Discussion in 'Recording' started by BobbyRose23, Mar 16, 2013.

  1. BobbyRose23

    BobbyRose23 Active Member

    I'm going to build a computer dedicated for recording, what should be minimum specs?
  2. DonnyThompson

    DonnyThompson Distinguished Member

    That's a difficult question to answer, because it depends entirely on what you plan on doing.

    Are you a singer - songwriter with a guitar and vocal that will be satisfied with four tracks?

    Or are you looking at dense productions of 16, 24, 36 tracks, with each track being loaded down with a slew of FX processing?

    Are you looking at using sample libraries/soft synths and drum programming apps? Amp simulation progs?

    And regardless of what you intend to do, you shouldn't ever be looking at minimum specs.

    You can research the minimum specs that the manufacturer of your software recommends, but you shouldn't stay with those minimum requirements.

    Why? Because this technology is moving sooo fast, that what works today won't necessarily suffice next year, or for that matter, even next month.

    Those that purchased PC's or Macs based on their ability to do just one thing... record digital audio at 44.1/16 bit, ended up getting the short end of the stick once other facets of the technology came into play; extended production tools like soft synths, FX and Processor libraries, video capability, extended sampling rates and bit resolutions... etc.,etc. ended up taxing those computers in memory and processor power in severe ways, to the point of lock ups, drop outs and glitchy audio.

    Also...things like the types of audio I/O's will determine the connectivity of the computer... For example, there are more than a few audio I/O's that offer Firewire only in terms of connecting that device to your PC. And while you'd think that all computers will have a firewire port, you'd be wrong in that assumption.

    You need to be very specific in terms of what you want to accomplish, and do your best to look into the crystal ball to determine how that might change in the not so distant future, because that will be a huge determining factor in terms of what you need.

  3. BobbyRose23

    BobbyRose23 Active Member

    I'm talking minimum specs cause this is the first build I am doing for recording and I want to know minimum so I can work up and know what to stay away from, anything I build right now is 2ce as fast as my all in one computer I am currently using to mess around.
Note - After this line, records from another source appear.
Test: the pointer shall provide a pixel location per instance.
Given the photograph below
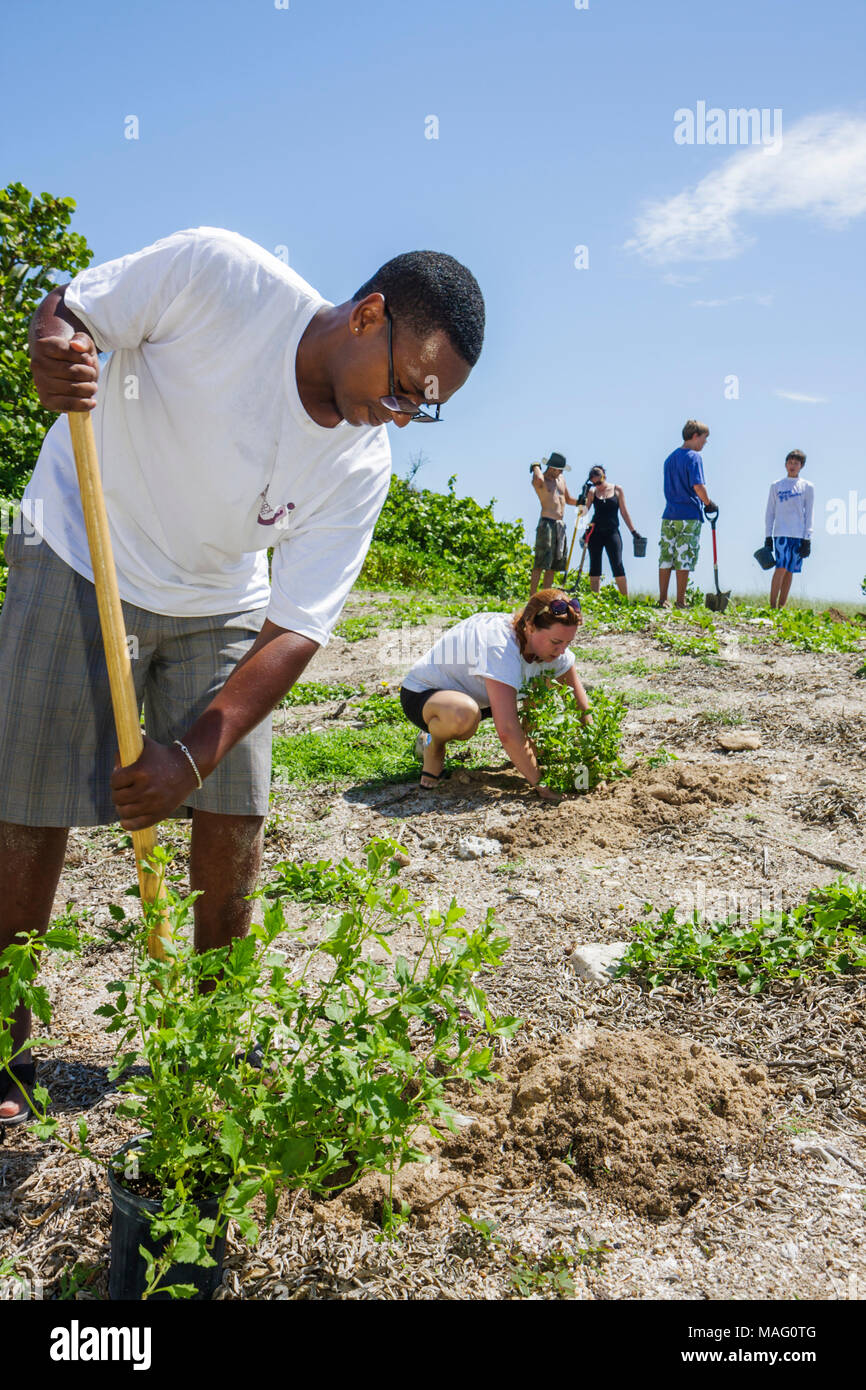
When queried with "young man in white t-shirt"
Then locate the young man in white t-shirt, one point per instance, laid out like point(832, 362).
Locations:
point(238, 412)
point(788, 526)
I can run cubase almost flawlessly and I bought it in 2009.

    I'm going to run a zoom r16 to record a band for the most part, I've already planned my eventual upgrade by putting a FireWire card in there. I'm not gonna make it as powerful as a gaming computer but it also won't be bottom of the totem pole either. Something for a good amount of years for recording.

    As far as band I will be doing amp simulation, prolly amp micing, as well as drum micing. I will have wavelab elements so I can begin to learn about mastering, but I have friends who do it for a living to do it for me. But I do wanna learn about it as well.
  4. Kurt Foster

    Kurt Foster Distinguished Member

    firewire is yesterday. usb 2 / 3 or thunderbolt is the wave of the future. if you do anything less than an i7 processor with 8 gigs of ram you will regret it. PT 10 system requirements.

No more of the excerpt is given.